The online MBA degree, which is now accepting applications through the business school’s website, is a 12-month program that will be offered for $50,000, which is a $40,000 savings from the traditional program.
The savings, along with the broadening of students served by Baylor outside of the Waco area, are two reasons Dr. Gary Carini, associate dean of graduate programs for the business school, said he is excited for the program’s launch.
“We’ve been planning this for about 18 months,” Carini said. “This is not just a business school project. This is a joint project with financial aid, the cashier’s office, the registrar’s office and the Graduate School. It took an entire team to take us from initial planning to where we are now.”
Baylor’s online MBA program is unlike others offered around the nation because there has not been one that distinctly works to maintain a Christian and ethical component, Carini said.
Pattie Orr, vice president for information technology and dean of university libraries, said this effort by Baylor to open up to the online learning community is charged in large part by the Teaching, Learning & Technology Committee which reports to the Office of the Provost. The committee considers technological advancements in education.

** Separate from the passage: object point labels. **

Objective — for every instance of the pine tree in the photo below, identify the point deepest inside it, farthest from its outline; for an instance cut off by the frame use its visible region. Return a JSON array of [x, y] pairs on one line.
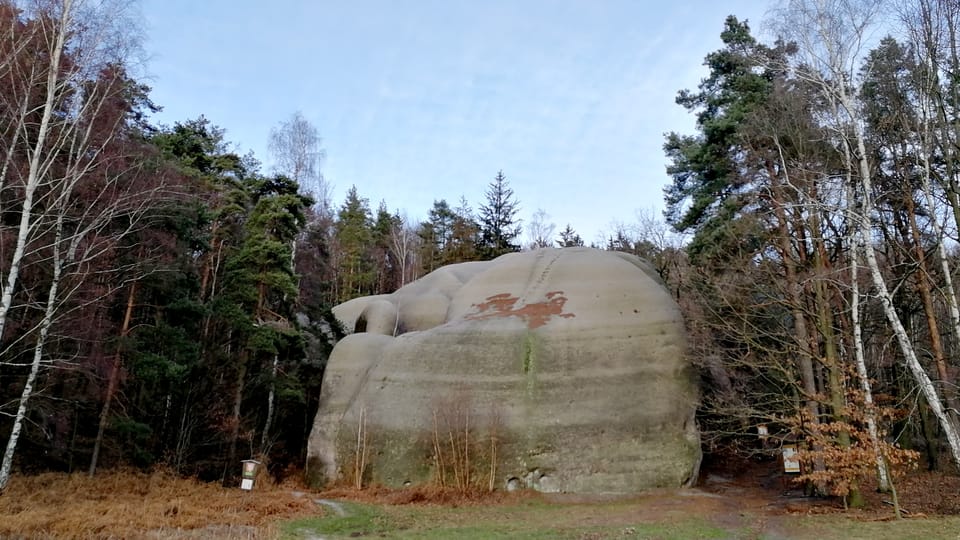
[[499, 226]]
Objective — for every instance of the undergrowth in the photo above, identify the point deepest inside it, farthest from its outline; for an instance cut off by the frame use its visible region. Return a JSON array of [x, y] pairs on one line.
[[133, 504]]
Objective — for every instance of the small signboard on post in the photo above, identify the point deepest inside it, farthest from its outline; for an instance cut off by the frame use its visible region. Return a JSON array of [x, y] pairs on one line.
[[249, 474], [791, 461]]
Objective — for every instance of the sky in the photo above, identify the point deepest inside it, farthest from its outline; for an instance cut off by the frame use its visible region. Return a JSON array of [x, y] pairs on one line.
[[421, 100]]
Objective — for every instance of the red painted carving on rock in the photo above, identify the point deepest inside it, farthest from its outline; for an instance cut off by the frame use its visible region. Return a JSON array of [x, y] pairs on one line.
[[535, 315]]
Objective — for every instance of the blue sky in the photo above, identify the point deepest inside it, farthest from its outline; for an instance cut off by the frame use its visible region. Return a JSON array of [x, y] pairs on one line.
[[418, 100]]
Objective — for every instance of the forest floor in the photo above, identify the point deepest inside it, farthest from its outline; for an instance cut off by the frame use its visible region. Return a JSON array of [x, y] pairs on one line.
[[736, 499]]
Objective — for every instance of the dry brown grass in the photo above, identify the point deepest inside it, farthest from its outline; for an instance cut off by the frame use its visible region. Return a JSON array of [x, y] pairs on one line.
[[130, 504], [428, 495]]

This past year, Dr. Elizabeth Davis, executive vice president and provost, charged the committee with exploring online courses and how best they could be incorporated at Baylor.
“We must keep our eyes on the horizon to anticipate genuine challenges—and changes,” Davis said in her opening letter of the Teaching, Learning & Technology Committee’s June 2013 report “Engaging the Future of Higher Education.”
The committee, which is made up of faculty from each school within Baylor and several graduate students, heard from several speakers and considered data that suggested the next move for online learning should target post-graduate and professional degrees.
“Lots of research, talking and student feedback went into this,” Orr said. “If we were going to complete this we wanted the same rigor and quality we have on campus.”
Baylor already has an online doctorate program used within the School of Social Work and, at the beginning of this spring semester, launched the Semester Online program that offeres virtual courses from colleges around the nation.
Orr said the feedback from students on having online options has been positive. The possibility of online courses during the summer of 2015 for undergraduates is something the committee is considering and researching, she said.
“I myself, as a professional, think this is really significant for people who work and who really want a Baylor degree,” Orr said. “I think this MBA program, even though its online, will be distinctly Baylor and very successful.”
To help Baylor recruit students and covert the degree program to an online application, the university has hired Academic Partnerships, a company that specializes in helping institutions benefit from technology, according to the company’s website.
Carini said, although it is an online program, it is charged by Baylor professors who will work closely with students just as they do in the classroom. In fact, Carini said he is excited to see which online tools prove to be helpful and later incorporated in on-campus classes.
One aspect he said is particularly excited about is the ability to interact with students that, in the past, might have chosen a school other than Baylor because of distance issues. Carini said undergraduates at admissions fairs would often inquire if Hankamer School of Business had an online option for graduate students.
“We can finally answer ‘yes,’” he said.